La technologie joue désormais un rôle magique : elle nous aide à reprendre possession de nos existences colonisées par le néolibéralisme. On s’entoure donc de gadgets magiques, qui passeront commande au supermarché quand il n’y aura plus de lait dans le frigo, pour gagner quinze minutes de temps libre, qui - ô ironie ! - seront certainement consacrées à répondre à des mails pro.
Quelles sont les implications de cette «quantification de la vie» ?
On vit dans une période très confuse, caractérisée par ce que j’aime appeler «l’asymétrie épistémique» : les citoyens sont entièrement transparents, quantifiables, tandis que les institutions sont plus opaques que jamais. Quand on parle de «quantification de la vie», on doit donc avoir en tête qu’un seul élément du système politique - le citoyen - est «quantifié».

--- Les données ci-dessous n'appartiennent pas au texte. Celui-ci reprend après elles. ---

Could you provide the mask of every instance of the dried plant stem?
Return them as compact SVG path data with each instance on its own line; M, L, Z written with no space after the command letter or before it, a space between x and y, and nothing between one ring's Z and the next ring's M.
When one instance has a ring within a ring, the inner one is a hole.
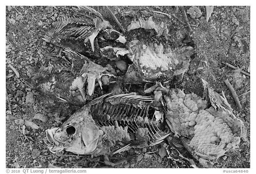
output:
M110 8L109 8L108 6L105 6L105 7L106 8L107 8L107 10L108 11L109 13L110 13L110 15L111 15L113 19L114 19L114 20L115 20L115 22L116 22L116 23L117 24L117 25L118 25L118 27L119 27L122 30L122 32L123 32L123 33L125 33L125 30L124 30L124 28L123 26L122 26L121 23L120 23L117 19L117 18L116 18L114 13L113 13L113 12L112 12L111 10L110 10Z
M186 24L188 26L188 31L191 32L192 31L192 28L191 28L191 27L190 27L190 24L188 22L188 17L187 17L187 14L186 14L186 11L185 11L185 8L183 6L181 6L181 11L182 11L184 20L185 20L185 22L186 23Z
M242 109L242 106L241 105L241 104L240 103L240 101L239 101L239 99L238 99L238 97L237 97L237 95L236 95L236 91L234 89L233 86L231 85L228 80L227 79L224 81L225 83L228 86L228 88L229 89L231 93L232 93L232 95L235 99L235 101L236 101L236 105L237 107L238 107L238 109L239 110L241 110Z
M244 95L248 93L249 93L251 92L251 91L247 91L246 93L244 93L240 95L239 96L238 96L238 97L241 97L242 96L243 96Z
M226 62L222 62L222 63L223 63L224 65L226 65L228 66L229 66L231 68L233 68L234 70L236 70L237 69L237 67L236 67L236 66L233 66L232 65L231 65L229 63L226 63ZM240 70L240 72L241 72L241 73L243 73L244 75L246 75L247 76L248 76L249 77L251 77L251 75L250 75L249 73L247 73L245 71L243 71L242 70Z
M167 13L164 13L163 12L157 12L157 11L154 11L153 10L151 11L151 12L152 12L153 13L159 13L159 14L160 14L161 15L167 15L167 16L168 16L169 17L169 18L171 19L172 18L172 16L170 15L169 15Z

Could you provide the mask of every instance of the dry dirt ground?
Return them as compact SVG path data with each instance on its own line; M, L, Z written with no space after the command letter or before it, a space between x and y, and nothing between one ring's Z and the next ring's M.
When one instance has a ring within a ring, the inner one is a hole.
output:
M121 24L125 28L131 21L124 20L123 14L130 10L150 10L171 15L171 27L167 36L152 37L152 42L161 41L179 46L186 35L196 45L196 53L191 58L188 70L182 81L175 85L185 93L193 92L202 96L203 88L200 78L207 81L218 93L223 91L236 115L245 124L250 139L250 77L222 63L228 63L248 72L250 65L250 7L216 6L208 22L206 21L204 6L198 6L201 15L193 19L188 15L192 31L188 32L181 8L176 6L110 7ZM104 7L94 7L109 20L116 30L120 30ZM186 6L186 11L190 7ZM51 58L49 46L42 39L45 31L53 22L68 12L67 7L8 6L6 8L6 87L7 168L98 167L105 166L100 158L84 159L67 153L61 156L52 154L43 139L45 130L58 126L53 112L48 109L61 105L66 110L60 117L73 113L78 107L52 101L44 97L26 83L31 76L31 70L47 64ZM147 37L149 32L138 29L126 34L127 40L136 37ZM120 30L120 31L121 31ZM19 73L19 75L17 73ZM239 110L231 92L224 80L228 79L233 85L242 105ZM47 116L45 122L33 120L37 113ZM15 117L13 117L13 116ZM39 126L32 129L25 128L18 119L32 121ZM24 129L24 128L25 128ZM216 168L249 168L250 145L241 140L240 148L227 153L227 158L220 158L213 166ZM137 155L135 159L126 162L118 167L172 167L170 159L159 157L157 147L131 151ZM146 151L156 151L152 154ZM83 159L83 160L81 160Z

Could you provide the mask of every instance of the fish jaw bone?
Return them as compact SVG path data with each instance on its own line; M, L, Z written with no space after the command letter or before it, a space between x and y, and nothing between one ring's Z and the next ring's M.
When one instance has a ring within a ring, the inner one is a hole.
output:
M84 107L75 112L60 128L46 130L52 152L64 150L76 154L88 154L97 147L100 131Z

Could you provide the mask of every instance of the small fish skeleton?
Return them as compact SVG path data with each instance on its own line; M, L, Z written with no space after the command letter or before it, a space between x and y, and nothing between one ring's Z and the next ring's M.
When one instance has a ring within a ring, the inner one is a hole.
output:
M219 95L214 93L209 96ZM50 150L96 155L103 149L110 150L118 141L128 146L142 142L141 147L157 144L171 130L182 138L193 156L212 161L237 147L240 138L246 137L243 122L231 111L207 108L207 101L193 93L171 89L161 97L162 108L155 106L156 101L149 97L111 95L92 101L61 127L47 130ZM164 123L169 129L163 126Z

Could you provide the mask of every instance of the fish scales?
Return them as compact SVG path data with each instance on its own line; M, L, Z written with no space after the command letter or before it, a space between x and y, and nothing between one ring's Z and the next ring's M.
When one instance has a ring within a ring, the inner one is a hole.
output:
M169 135L159 126L162 123L155 116L159 111L148 101L152 99L132 94L107 97L85 105L61 128L47 130L50 150L100 155L106 151L103 149L112 150L118 141L143 147ZM164 122L194 156L217 159L237 147L246 135L240 120L222 108L208 108L207 101L193 93L171 89L163 97Z

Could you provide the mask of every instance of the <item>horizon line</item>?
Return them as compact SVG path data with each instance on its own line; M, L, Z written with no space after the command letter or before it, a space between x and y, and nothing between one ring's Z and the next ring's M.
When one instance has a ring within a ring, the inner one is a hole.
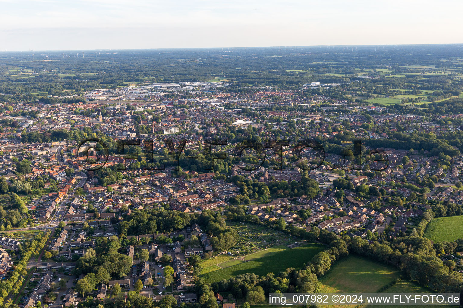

Répétons-le : il s’agit d’un type de politique qui s’accommode plutôt bien du paradigme néolibéral et de ses débats infinis sur la responsabilisation de l’individu. C’est le genre de discours qui ignore les structures et les hiérarchies du pouvoir, pour la simple et bonne raison qu’il ne peut pas - ou ne veut pas - les voir. Cette alliance tactique entre les limitations épistémiques du big data et les transformations politiques du néolibéralisme représente l’une des plus grandes menaces à la démocratie aujourd’hui.
Comment les utilisateurs peuvent-ils tirer profit de ces technologies sans être eux-mêmes dépassés ? Comment peuvent-ils rester maîtres ?
Je soutiens depuis toujours que les technologies, dans un certain sens, sont des concentrés d’idéologies politiques. Prenez n’importe quel gadget de la Silicon Valley et vous verrez l’ensemble des présomptions qu’il contient sur le citoyen, le régime politique et plus largement sur la vie publique. Rien ne se produira tant que nous ne serons pas prêts à questionner le rôle de la Silicon Valley lorsqu’elle fournit des services qui relevaient traditionnellement de l’Etat. N’est-il pas évident que sans changement radical, Google fournira dans dix ans des services bancaires, des systèmes de santé et d’éducation ? Pour moi, c’est limpide.
On ne peut pas se permettre de déléguer les questions relevant de la technologie au seul marché, de les gérer comme de simples consommateurs. Non, il faut traiter la technologie de la même façon que la monnaie : c’est l’une des puissances centrales qui organise la vie moderne. Un pays qui abandonne sa capacité souveraine à fabriquer et organiser les technologies court plus ou moins le même risque qu’un pays abandonnant sa capacité à frapper et organiser sa propre monnaie.